Slimming the boss at work may help boost employees' careers, but it also depletes employees' self-controlling resources, making them more susceptible to bad behavior in the workplace, a new study has found. Flattery is just one of many behaviors employees use to create and maintain their desired image in the workplace. Previous research has shown that successful use of these behaviors, collectively known as impressive management techniques, can have benefits for employees, including stronger performance ratings.
The researchers examined how 75 professionals in China used two supervisor-focused impression management techniques — ingratitude and self-promotion — over two work weeks.

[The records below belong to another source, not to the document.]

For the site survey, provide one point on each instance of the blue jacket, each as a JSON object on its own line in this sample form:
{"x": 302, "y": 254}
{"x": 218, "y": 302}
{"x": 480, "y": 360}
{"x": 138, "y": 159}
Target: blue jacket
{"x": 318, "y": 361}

Flattery, or slime, generally involves flattery, in accordance with the supervisor's opinion and doing favors. Self-promotion refers to taking credit for success, bragging about achievements, and emphasizing connections with other important people.
The study participants — mid-level executives in a large, publicly traded software company — completed daily diary surveys about their workplace experiences and also took a survey of their political skills, the set of social skills that help them understand others effectively at work, influence others in ways that enhance their own goals and navigate social situations with confidence.
The researchers found that the extent to which employees engaged in mediation varied widely from day to day. They also found that the more employees engaged in sliming, the more exhausted their self-management resources were at the end of the day.
It makes sense that abstinence is exhausting, because successful sliming requires the appearance of sincerity and that requires self-control, the researcher said.
The exhausted employees were more likely to struggle in the workplace, such as being rude to a coworker, skipping a meeting, or surfing the Internet instead of working. There was no evidence for a similar association between self-promotion and resource depletion, the researchers said.
The researchers also found that ingratitude was less exhausting for employees with high levels of political skills. Those with relatively high political skills were less prone to deviance after performing impression management than their lower political skills peers, indicating that political skills can act as a buffer against the debilitating effects of reconciliation.